Meanwhile, where do we go from here?
To answer that question, we must keep in mind what Louisiana's primary needs are and how the Baker Bill addresses them. Everyone agrees that after flood protection, housing is one of the top priorities of the recovery. The Baker Bill, introduced by U.S. Rep. Richard Baker of Baton Rouge, would establish an entity called the Louisiana Recovery Corporation as a means of providing financial stability to property owners as well as lenders. The bill would authorize the LRC to sell federal bonds and use the revenue to buy flood-damaged homes and pay off mortgages. Homeowners' participation would be strictly voluntary, and all LRC aid would be capped at 60 percent of pre-storm equity, minus insurance proceeds. The measure passed a House committee in December, but stalled just before Christmas. Congressman Baker was in the process of renewing his push for the bill when the president pulled the rug out from under it. Worse yet, the president has offered no realistic alternatives.
In opposing the Baker Bill, the president suggested that Louisiana look to $6.2 billion in Community Development Block Grants as a source of housing money, and then apply to the feds for specific grants to address other areas of need. That is wholly unrealistic for several reasons. First, while that CDBG program is are very flexible, some of that money was already going to be used for housing needs. More important, the grant's $6.2 billion total is nowhere near enough to take care of the more than 200,000 homes damaged or destroyed by Katrina and Rita. It would provide, with no allowance for administrative costs, only $31,000 per home -- and that's supposed to give property owners some of their lost equity AND retire the mortgage. Gov. Kathleen Blanco says the CDBG monies would take care of only one in 10 adversely affected property owners in Louisiana.
Second, other major needs, including education, are bound to go unmet if Louisiana were to follow the president's advice. GNO Inc., the leading business development organization in the region, said using CDBG funds to replace the Baker Bill "will not cover the costs of full housing restoration, will not set up a proper structure for allocation and oversight, and will impede the state's efforts to utilize CDBG funds for business and economic recovery -- which has always been part of the intent for the funding. It will leave out tens of thousands of Louisiana homeowners." We agree. In fact, we challenge the White House to come up with a detailed, specific plan for averting a housing and mortgage crisis in Louisiana. Ignoring the problem and blaming their own lack of concern on Louisiana belies what the president told our community and the nation in September, when he stood in Jackson Square and said, "We will do what it takes, we will stay as long as it takes, to help citizens rebuild their communities and lives." If the president meant what he said, it's time to put up or shut up.

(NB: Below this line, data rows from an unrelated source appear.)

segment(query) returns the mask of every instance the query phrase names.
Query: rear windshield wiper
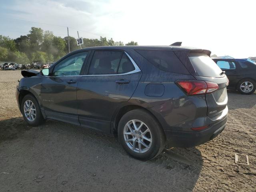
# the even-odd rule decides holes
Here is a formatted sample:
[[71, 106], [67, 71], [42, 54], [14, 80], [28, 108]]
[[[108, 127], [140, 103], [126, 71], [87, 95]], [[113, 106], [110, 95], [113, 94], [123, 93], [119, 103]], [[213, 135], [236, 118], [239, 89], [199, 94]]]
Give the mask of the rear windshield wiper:
[[225, 73], [226, 73], [226, 71], [222, 71], [221, 73], [220, 73], [220, 75], [223, 75], [223, 74], [224, 74]]

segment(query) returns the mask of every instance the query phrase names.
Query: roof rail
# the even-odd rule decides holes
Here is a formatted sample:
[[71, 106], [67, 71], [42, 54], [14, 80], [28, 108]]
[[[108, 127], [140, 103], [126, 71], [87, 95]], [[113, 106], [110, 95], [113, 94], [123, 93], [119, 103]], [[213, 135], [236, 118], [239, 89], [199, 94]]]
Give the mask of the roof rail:
[[181, 44], [182, 42], [175, 42], [170, 45], [170, 46], [181, 46]]

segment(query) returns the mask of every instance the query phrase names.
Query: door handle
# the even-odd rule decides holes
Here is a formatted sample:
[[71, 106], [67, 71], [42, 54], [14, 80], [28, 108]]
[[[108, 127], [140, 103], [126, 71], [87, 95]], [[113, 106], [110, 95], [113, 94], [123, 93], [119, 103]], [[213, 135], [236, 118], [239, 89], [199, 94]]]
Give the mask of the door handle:
[[118, 84], [127, 84], [130, 83], [130, 81], [127, 81], [126, 80], [124, 80], [123, 79], [121, 79], [120, 80], [118, 80], [117, 81], [116, 81], [116, 83]]
[[75, 80], [69, 80], [68, 81], [67, 81], [67, 83], [76, 83], [76, 81]]

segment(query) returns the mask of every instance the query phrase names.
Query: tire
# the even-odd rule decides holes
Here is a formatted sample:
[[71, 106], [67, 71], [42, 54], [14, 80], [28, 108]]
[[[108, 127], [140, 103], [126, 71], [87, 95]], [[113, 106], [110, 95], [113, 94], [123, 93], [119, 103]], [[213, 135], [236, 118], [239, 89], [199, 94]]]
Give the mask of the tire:
[[[243, 86], [247, 86], [243, 88]], [[256, 89], [256, 83], [252, 79], [247, 78], [240, 80], [237, 84], [237, 90], [242, 94], [249, 95], [254, 93]]]
[[[136, 133], [134, 122], [137, 128], [142, 124], [140, 130], [137, 129]], [[124, 150], [140, 160], [154, 158], [162, 152], [165, 146], [166, 138], [163, 129], [154, 117], [143, 109], [136, 109], [125, 114], [120, 120], [118, 132], [119, 142]]]
[[[24, 105], [26, 105], [25, 106]], [[28, 111], [26, 114], [24, 111], [25, 108]], [[21, 102], [20, 110], [23, 118], [30, 125], [37, 126], [41, 124], [44, 120], [38, 102], [35, 97], [32, 94], [26, 95], [23, 98]], [[29, 115], [30, 112], [30, 115]], [[32, 114], [35, 114], [35, 115]]]

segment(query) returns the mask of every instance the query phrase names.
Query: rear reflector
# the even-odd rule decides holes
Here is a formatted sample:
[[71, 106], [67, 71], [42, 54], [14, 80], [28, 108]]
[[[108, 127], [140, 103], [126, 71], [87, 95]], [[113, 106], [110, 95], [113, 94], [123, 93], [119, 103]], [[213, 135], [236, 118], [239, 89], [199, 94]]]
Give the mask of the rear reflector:
[[208, 126], [206, 125], [206, 126], [203, 126], [202, 127], [194, 127], [193, 128], [191, 128], [191, 129], [193, 131], [199, 131], [202, 129], [206, 129], [208, 127]]
[[206, 81], [207, 84], [207, 93], [211, 93], [219, 88], [219, 86], [216, 83]]
[[188, 95], [211, 93], [219, 88], [218, 84], [208, 81], [179, 80], [176, 82]]

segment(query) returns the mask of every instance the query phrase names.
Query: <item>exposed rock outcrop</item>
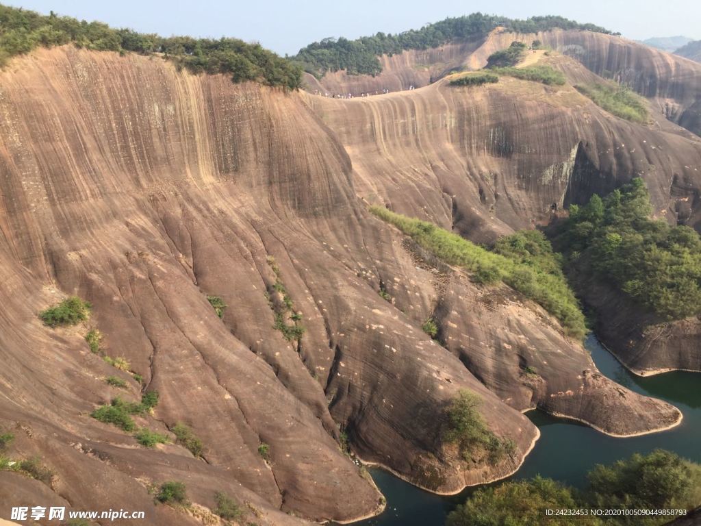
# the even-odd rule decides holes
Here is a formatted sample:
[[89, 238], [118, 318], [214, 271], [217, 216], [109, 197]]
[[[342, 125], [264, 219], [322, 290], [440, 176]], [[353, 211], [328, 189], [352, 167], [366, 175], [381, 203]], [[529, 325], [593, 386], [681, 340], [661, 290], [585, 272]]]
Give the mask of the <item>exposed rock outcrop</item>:
[[[64, 47], [13, 62], [0, 73], [0, 426], [16, 436], [13, 455], [39, 455], [56, 476], [50, 488], [0, 478], [3, 506], [46, 494], [91, 509], [128, 501], [154, 525], [197, 523], [148, 493], [179, 480], [197, 504], [214, 507], [222, 491], [261, 525], [349, 520], [381, 500], [340, 450], [339, 427], [362, 458], [451, 492], [518, 466], [538, 433], [518, 410], [621, 434], [677, 420], [668, 404], [601, 377], [580, 344], [513, 292], [486, 292], [457, 270], [437, 281], [358, 198], [374, 192], [486, 238], [546, 217], [568, 192], [578, 198], [582, 151], [611, 170], [603, 187], [629, 175], [613, 166], [639, 166], [633, 149], [695, 180], [696, 142], [617, 123], [573, 93], [553, 109], [542, 90], [509, 86], [530, 95], [473, 98], [438, 85], [312, 102], [156, 58]], [[593, 130], [583, 138], [583, 107]], [[617, 145], [612, 122], [629, 144]], [[526, 140], [536, 126], [543, 135]], [[660, 147], [643, 149], [648, 139]], [[649, 180], [666, 203], [662, 177]], [[303, 318], [298, 342], [274, 328], [278, 279]], [[177, 444], [140, 448], [90, 417], [117, 395], [137, 400], [141, 386], [90, 353], [87, 327], [41, 325], [37, 312], [69, 294], [93, 304], [104, 351], [161, 393], [139, 424], [167, 433], [186, 422], [203, 459]], [[223, 319], [206, 295], [228, 304]], [[421, 330], [434, 311], [447, 349]], [[126, 391], [104, 382], [114, 374]], [[444, 410], [462, 389], [479, 394], [512, 456], [468, 465], [444, 447]]]

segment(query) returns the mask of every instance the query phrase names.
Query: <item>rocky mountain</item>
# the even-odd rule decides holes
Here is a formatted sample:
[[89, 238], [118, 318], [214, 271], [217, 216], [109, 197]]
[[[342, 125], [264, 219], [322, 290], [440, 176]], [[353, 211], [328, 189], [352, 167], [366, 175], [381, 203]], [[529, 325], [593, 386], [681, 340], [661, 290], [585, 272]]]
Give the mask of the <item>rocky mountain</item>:
[[697, 62], [701, 62], [701, 40], [689, 42], [683, 47], [674, 51], [674, 54], [690, 58]]
[[[537, 60], [565, 85], [443, 78], [536, 39], [555, 50]], [[701, 65], [578, 30], [496, 30], [381, 62], [375, 77], [308, 78], [306, 93], [73, 46], [0, 72], [0, 431], [15, 436], [13, 457], [53, 473], [4, 472], [0, 513], [39, 497], [128, 501], [149, 524], [199, 524], [218, 520], [220, 492], [254, 524], [349, 521], [383, 499], [346, 444], [451, 493], [519, 467], [538, 436], [528, 409], [617, 436], [680, 422], [601, 375], [539, 305], [437, 261], [367, 205], [489, 243], [639, 175], [660, 217], [698, 229]], [[573, 87], [599, 76], [647, 97], [651, 121]], [[72, 295], [92, 304], [88, 322], [42, 323], [39, 311]], [[227, 306], [221, 317], [208, 297]], [[303, 331], [285, 332], [284, 309]], [[440, 343], [422, 330], [429, 318]], [[90, 416], [154, 390], [137, 424], [170, 443], [141, 447]], [[442, 440], [463, 390], [509, 454], [479, 461]], [[179, 422], [201, 452], [172, 432]], [[167, 480], [194, 507], [154, 504]]]
[[671, 53], [679, 48], [686, 46], [693, 39], [690, 39], [688, 36], [682, 36], [681, 35], [676, 36], [653, 36], [650, 39], [646, 39], [642, 41], [642, 43], [652, 48], [657, 48], [658, 49], [661, 49], [662, 51]]

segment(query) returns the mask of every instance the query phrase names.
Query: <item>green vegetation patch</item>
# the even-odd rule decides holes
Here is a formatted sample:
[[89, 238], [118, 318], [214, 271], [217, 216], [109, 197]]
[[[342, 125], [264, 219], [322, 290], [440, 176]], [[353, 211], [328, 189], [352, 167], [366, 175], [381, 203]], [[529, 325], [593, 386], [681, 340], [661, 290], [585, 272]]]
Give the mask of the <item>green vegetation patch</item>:
[[432, 338], [436, 337], [438, 335], [438, 325], [433, 318], [429, 318], [423, 322], [421, 330]]
[[101, 405], [95, 410], [90, 416], [105, 424], [111, 424], [125, 431], [132, 431], [136, 428], [130, 412], [121, 404], [116, 404], [115, 398], [110, 405]]
[[233, 82], [254, 81], [290, 89], [301, 86], [301, 67], [259, 43], [226, 38], [164, 38], [0, 6], [0, 67], [10, 58], [36, 48], [67, 43], [97, 51], [158, 54], [193, 73], [227, 74]]
[[88, 302], [83, 301], [77, 296], [71, 296], [57, 305], [42, 311], [39, 313], [39, 318], [49, 327], [74, 325], [90, 317], [91, 308]]
[[[273, 328], [279, 330], [286, 340], [297, 342], [297, 347], [301, 344], [301, 337], [306, 329], [302, 324], [302, 314], [294, 310], [294, 302], [287, 293], [283, 283], [280, 267], [272, 256], [267, 258], [268, 264], [275, 274], [275, 283], [266, 292], [268, 304], [275, 315]], [[291, 323], [290, 322], [292, 322]]]
[[90, 416], [105, 424], [111, 424], [125, 431], [132, 431], [136, 428], [131, 415], [142, 414], [156, 407], [158, 402], [158, 393], [150, 391], [142, 396], [141, 403], [127, 402], [118, 396], [112, 398], [109, 405], [101, 405], [95, 410]]
[[167, 435], [152, 431], [145, 427], [135, 433], [134, 438], [144, 447], [154, 447], [156, 444], [165, 444], [168, 442]]
[[25, 476], [51, 485], [53, 471], [41, 462], [39, 457], [22, 460], [13, 460], [9, 457], [0, 455], [0, 471], [14, 471]]
[[11, 433], [4, 433], [0, 435], [0, 451], [7, 447], [13, 440], [15, 436]]
[[53, 478], [53, 471], [44, 466], [39, 457], [17, 461], [12, 466], [12, 471], [21, 473], [47, 485], [50, 485], [51, 479]]
[[575, 509], [572, 492], [559, 483], [540, 476], [510, 481], [496, 487], [477, 490], [448, 515], [446, 526], [592, 526], [599, 520], [588, 516], [557, 517], [546, 510]]
[[499, 77], [491, 73], [466, 73], [450, 81], [451, 86], [482, 86], [499, 81]]
[[117, 376], [108, 376], [104, 381], [114, 387], [126, 389], [127, 386], [126, 381]]
[[212, 308], [215, 309], [215, 312], [217, 313], [217, 316], [219, 318], [224, 317], [224, 311], [226, 310], [226, 304], [224, 303], [224, 299], [222, 299], [219, 296], [207, 296], [207, 301], [210, 302]]
[[102, 356], [102, 359], [115, 369], [118, 369], [121, 371], [128, 371], [129, 368], [131, 367], [129, 361], [123, 356], [111, 358], [111, 356]]
[[217, 507], [214, 512], [225, 520], [236, 520], [243, 516], [238, 504], [229, 495], [217, 492], [215, 494], [215, 501], [217, 502]]
[[512, 455], [516, 444], [500, 438], [490, 431], [477, 410], [482, 399], [474, 393], [462, 389], [449, 406], [448, 430], [444, 440], [458, 445], [467, 461], [479, 461], [486, 455], [489, 464], [496, 464], [504, 455]]
[[90, 329], [86, 335], [86, 342], [90, 347], [90, 352], [97, 354], [100, 353], [100, 344], [102, 341], [102, 333], [97, 329]]
[[407, 49], [437, 48], [448, 42], [483, 38], [498, 27], [516, 33], [538, 33], [556, 27], [563, 29], [587, 29], [600, 33], [610, 32], [592, 24], [579, 24], [559, 16], [536, 16], [526, 20], [475, 13], [467, 16], [446, 18], [427, 24], [420, 29], [397, 34], [377, 33], [355, 40], [324, 39], [299, 50], [293, 60], [318, 79], [327, 72], [345, 69], [350, 75], [377, 75], [382, 72], [378, 57], [400, 53]]
[[657, 450], [589, 472], [583, 491], [540, 476], [481, 487], [450, 513], [447, 526], [658, 526], [670, 518], [652, 513], [549, 517], [546, 510], [691, 511], [701, 502], [701, 466]]
[[177, 443], [189, 450], [195, 457], [202, 456], [204, 450], [202, 440], [197, 438], [191, 427], [182, 422], [177, 422], [171, 428], [170, 432], [175, 435]]
[[528, 66], [526, 67], [495, 67], [491, 69], [499, 75], [506, 75], [524, 81], [540, 82], [547, 86], [563, 86], [566, 79], [562, 72], [550, 66]]
[[573, 271], [592, 271], [667, 320], [701, 314], [701, 238], [650, 218], [640, 178], [585, 206], [572, 205], [554, 243]]
[[156, 494], [156, 500], [164, 504], [189, 505], [185, 485], [175, 480], [161, 484]]
[[512, 42], [511, 46], [492, 53], [486, 60], [486, 67], [510, 67], [515, 66], [523, 60], [526, 54], [526, 44], [523, 42]]
[[524, 231], [506, 236], [490, 252], [432, 223], [379, 206], [370, 211], [445, 262], [472, 272], [475, 281], [502, 281], [533, 299], [555, 316], [573, 337], [586, 334], [584, 315], [562, 273], [560, 258], [540, 232]]
[[625, 86], [593, 84], [576, 86], [575, 88], [597, 106], [617, 117], [637, 123], [648, 121], [648, 109], [644, 100]]

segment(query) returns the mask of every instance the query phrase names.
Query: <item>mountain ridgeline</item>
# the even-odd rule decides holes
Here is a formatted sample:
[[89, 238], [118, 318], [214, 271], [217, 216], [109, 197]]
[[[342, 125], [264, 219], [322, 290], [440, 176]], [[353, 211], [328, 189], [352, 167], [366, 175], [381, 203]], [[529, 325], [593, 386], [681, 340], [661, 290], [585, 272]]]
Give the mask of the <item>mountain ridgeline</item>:
[[580, 24], [560, 16], [537, 16], [525, 20], [475, 13], [467, 16], [446, 18], [428, 24], [420, 29], [397, 34], [376, 33], [355, 40], [341, 37], [324, 39], [299, 50], [294, 60], [317, 78], [327, 72], [344, 69], [350, 75], [376, 75], [382, 71], [378, 60], [381, 55], [393, 55], [409, 49], [437, 48], [456, 40], [484, 37], [496, 27], [503, 27], [515, 33], [536, 33], [554, 28], [586, 29], [606, 34], [611, 32], [593, 24]]
[[[580, 302], [636, 366], [701, 369], [696, 311], [669, 311], [698, 278], [701, 140], [674, 123], [699, 65], [475, 15], [356, 41], [351, 69], [386, 67], [324, 85], [233, 39], [0, 13], [0, 517], [346, 522], [386, 504], [358, 459], [452, 494], [521, 468], [528, 410], [615, 437], [682, 421], [599, 371]], [[452, 74], [514, 41], [515, 65]], [[576, 89], [627, 79], [649, 118]], [[619, 276], [632, 257], [659, 279]]]
[[256, 81], [271, 86], [297, 89], [301, 71], [259, 43], [238, 39], [163, 37], [115, 29], [99, 22], [88, 22], [53, 12], [48, 16], [0, 5], [0, 67], [13, 56], [37, 47], [73, 43], [97, 51], [158, 55], [193, 73], [221, 73], [233, 82]]

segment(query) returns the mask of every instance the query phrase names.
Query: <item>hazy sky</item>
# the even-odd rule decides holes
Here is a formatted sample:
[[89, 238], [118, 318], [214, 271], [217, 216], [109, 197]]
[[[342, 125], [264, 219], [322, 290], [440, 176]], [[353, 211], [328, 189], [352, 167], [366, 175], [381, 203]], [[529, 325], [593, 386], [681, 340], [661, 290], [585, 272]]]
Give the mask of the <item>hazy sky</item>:
[[684, 35], [701, 39], [699, 0], [4, 0], [118, 27], [163, 36], [236, 36], [295, 54], [326, 36], [397, 33], [475, 11], [526, 18], [560, 15], [629, 39]]

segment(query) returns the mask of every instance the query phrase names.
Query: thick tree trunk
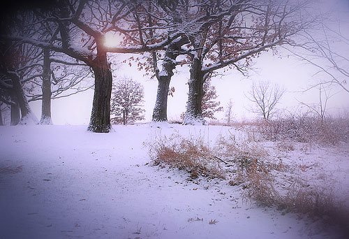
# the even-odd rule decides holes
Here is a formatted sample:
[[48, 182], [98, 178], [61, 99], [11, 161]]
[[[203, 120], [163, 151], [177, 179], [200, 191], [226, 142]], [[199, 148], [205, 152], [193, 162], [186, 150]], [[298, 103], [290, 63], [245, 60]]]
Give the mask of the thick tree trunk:
[[94, 61], [94, 95], [92, 112], [88, 127], [95, 133], [108, 133], [110, 124], [110, 98], [112, 95], [112, 76], [105, 52], [98, 52]]
[[156, 101], [153, 110], [153, 121], [168, 120], [168, 99], [171, 75], [161, 75], [158, 79]]
[[186, 38], [181, 38], [179, 41], [170, 44], [165, 55], [162, 71], [158, 72], [158, 72], [156, 72], [156, 78], [158, 79], [158, 91], [153, 110], [153, 121], [163, 122], [168, 120], [168, 99], [170, 82], [174, 75], [173, 71], [176, 68], [175, 60], [178, 56], [177, 52], [187, 42]]
[[10, 78], [13, 87], [13, 90], [16, 96], [18, 106], [20, 108], [21, 120], [20, 124], [38, 124], [38, 120], [31, 112], [29, 106], [29, 103], [27, 99], [23, 90], [23, 87], [20, 82], [20, 76], [15, 73], [10, 73]]
[[191, 67], [191, 78], [188, 85], [189, 92], [186, 102], [186, 111], [184, 124], [204, 124], [202, 117], [202, 96], [204, 95], [203, 86], [205, 74], [202, 71], [201, 60], [195, 57]]
[[17, 125], [21, 120], [20, 106], [17, 104], [11, 105], [10, 125]]
[[1, 106], [0, 105], [0, 126], [3, 125], [3, 122], [2, 120]]
[[44, 50], [43, 85], [43, 101], [41, 105], [41, 124], [52, 124], [51, 119], [51, 66], [50, 61], [50, 50]]

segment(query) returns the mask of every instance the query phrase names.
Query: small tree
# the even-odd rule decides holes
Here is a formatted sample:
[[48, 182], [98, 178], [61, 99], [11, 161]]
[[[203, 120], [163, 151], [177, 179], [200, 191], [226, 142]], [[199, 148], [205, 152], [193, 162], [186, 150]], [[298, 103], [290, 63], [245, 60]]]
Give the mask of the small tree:
[[229, 102], [227, 104], [227, 107], [225, 108], [225, 120], [227, 120], [227, 124], [230, 124], [230, 121], [232, 118], [232, 106], [233, 103], [232, 99], [229, 99]]
[[275, 113], [275, 106], [284, 93], [285, 89], [277, 84], [260, 81], [253, 82], [246, 96], [255, 106], [252, 112], [262, 115], [265, 120], [269, 120]]
[[202, 117], [216, 120], [214, 117], [216, 112], [222, 111], [223, 107], [219, 106], [220, 101], [216, 101], [218, 98], [216, 87], [211, 85], [211, 78], [207, 78], [203, 86], [204, 94], [202, 101]]
[[144, 87], [132, 79], [124, 78], [113, 87], [111, 101], [111, 121], [127, 124], [144, 119]]

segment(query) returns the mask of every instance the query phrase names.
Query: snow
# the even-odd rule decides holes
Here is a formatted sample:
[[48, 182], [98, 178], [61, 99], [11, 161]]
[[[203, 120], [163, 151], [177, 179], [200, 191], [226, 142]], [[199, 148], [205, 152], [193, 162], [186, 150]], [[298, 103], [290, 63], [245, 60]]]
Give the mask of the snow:
[[[305, 217], [243, 201], [239, 187], [190, 182], [184, 171], [149, 164], [144, 143], [156, 135], [200, 134], [214, 143], [219, 134], [240, 133], [232, 128], [153, 122], [114, 126], [109, 133], [86, 129], [0, 128], [0, 238], [333, 238]], [[285, 161], [315, 162], [348, 181], [348, 145], [301, 146], [283, 152]]]

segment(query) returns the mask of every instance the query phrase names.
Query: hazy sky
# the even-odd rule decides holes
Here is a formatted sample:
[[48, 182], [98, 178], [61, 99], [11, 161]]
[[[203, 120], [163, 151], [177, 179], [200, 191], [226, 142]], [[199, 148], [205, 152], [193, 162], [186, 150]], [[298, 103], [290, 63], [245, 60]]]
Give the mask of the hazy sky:
[[[349, 24], [349, 0], [325, 1], [323, 9], [332, 10], [334, 16], [340, 20], [342, 32], [349, 38], [349, 32], [344, 27]], [[320, 4], [318, 5], [321, 6]], [[343, 54], [349, 55], [349, 46], [341, 49]], [[290, 111], [299, 110], [299, 101], [306, 103], [318, 102], [318, 89], [313, 89], [302, 92], [310, 86], [318, 82], [319, 76], [313, 75], [318, 69], [304, 64], [304, 62], [288, 57], [287, 52], [283, 56], [271, 56], [263, 54], [260, 57], [254, 66], [255, 71], [250, 71], [248, 78], [244, 77], [237, 71], [229, 71], [225, 75], [220, 75], [211, 80], [218, 95], [218, 100], [222, 106], [225, 106], [229, 99], [234, 103], [234, 115], [237, 120], [256, 116], [248, 109], [251, 103], [245, 94], [251, 89], [253, 80], [268, 80], [276, 82], [283, 87], [286, 92], [278, 106], [279, 108], [286, 108]], [[119, 55], [120, 61], [126, 57]], [[169, 120], [178, 119], [179, 115], [185, 111], [187, 99], [188, 85], [186, 82], [189, 77], [187, 67], [177, 67], [177, 73], [172, 78], [171, 86], [176, 89], [173, 97], [169, 96], [168, 115]], [[117, 73], [114, 73], [114, 74]], [[155, 103], [157, 82], [150, 80], [149, 77], [143, 77], [143, 72], [138, 72], [135, 67], [121, 66], [118, 71], [118, 75], [131, 77], [141, 82], [144, 87], [146, 120], [151, 119], [153, 107]], [[337, 93], [338, 92], [338, 93]], [[334, 88], [331, 93], [337, 93], [329, 100], [329, 112], [349, 110], [349, 94], [341, 90], [339, 87]], [[52, 101], [52, 121], [57, 124], [87, 124], [89, 123], [91, 109], [93, 91], [67, 99]], [[72, 103], [73, 102], [74, 103]], [[77, 105], [78, 107], [74, 106]], [[31, 103], [33, 110], [38, 118], [40, 115], [40, 102]], [[217, 118], [223, 118], [223, 113], [216, 115]]]

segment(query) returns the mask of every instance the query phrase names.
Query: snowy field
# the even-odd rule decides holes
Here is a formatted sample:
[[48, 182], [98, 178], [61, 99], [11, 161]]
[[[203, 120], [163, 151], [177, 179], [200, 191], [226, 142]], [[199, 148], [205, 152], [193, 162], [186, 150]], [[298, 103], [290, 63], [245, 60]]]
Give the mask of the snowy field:
[[[0, 238], [336, 238], [318, 222], [244, 200], [240, 187], [193, 182], [184, 171], [151, 166], [144, 145], [158, 134], [201, 134], [212, 143], [240, 131], [151, 124], [114, 126], [110, 133], [86, 129], [0, 127]], [[348, 145], [295, 143], [290, 152], [265, 145], [307, 180], [348, 196]]]

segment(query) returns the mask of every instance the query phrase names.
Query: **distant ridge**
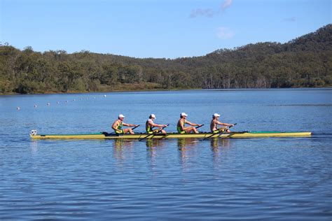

In the immediate aftermath of the president's decision, many business, political and community leaders vowed to continue pushing the Baker Bill in Congress. They include Congressmen Baker and Bobby Jindal, a Kenner Republican, as well as the nation's mortgage bankers. Jindal has pledged to try to "tweak" the bill to make it more palatable. We don't oppose that idea, but Louisiana will need a "Plan B" just in case those efforts fail. We suggest that members of the Bring New Orleans Back Commission continue to work with the Louisiana Recovery Authority to draft a master plan for recovery -- but now focus even more on addressing the housing problem. We also urge Gov. Kathleen Blanco to expand the call of next week's special legislative session to allow legislators to introduce and adopt measures that will address interim and long-term housing concerns.
Most of all, we urge the president to reconsider his opposition to the Baker Bill -- and keep the promise he made to Louisiana in September.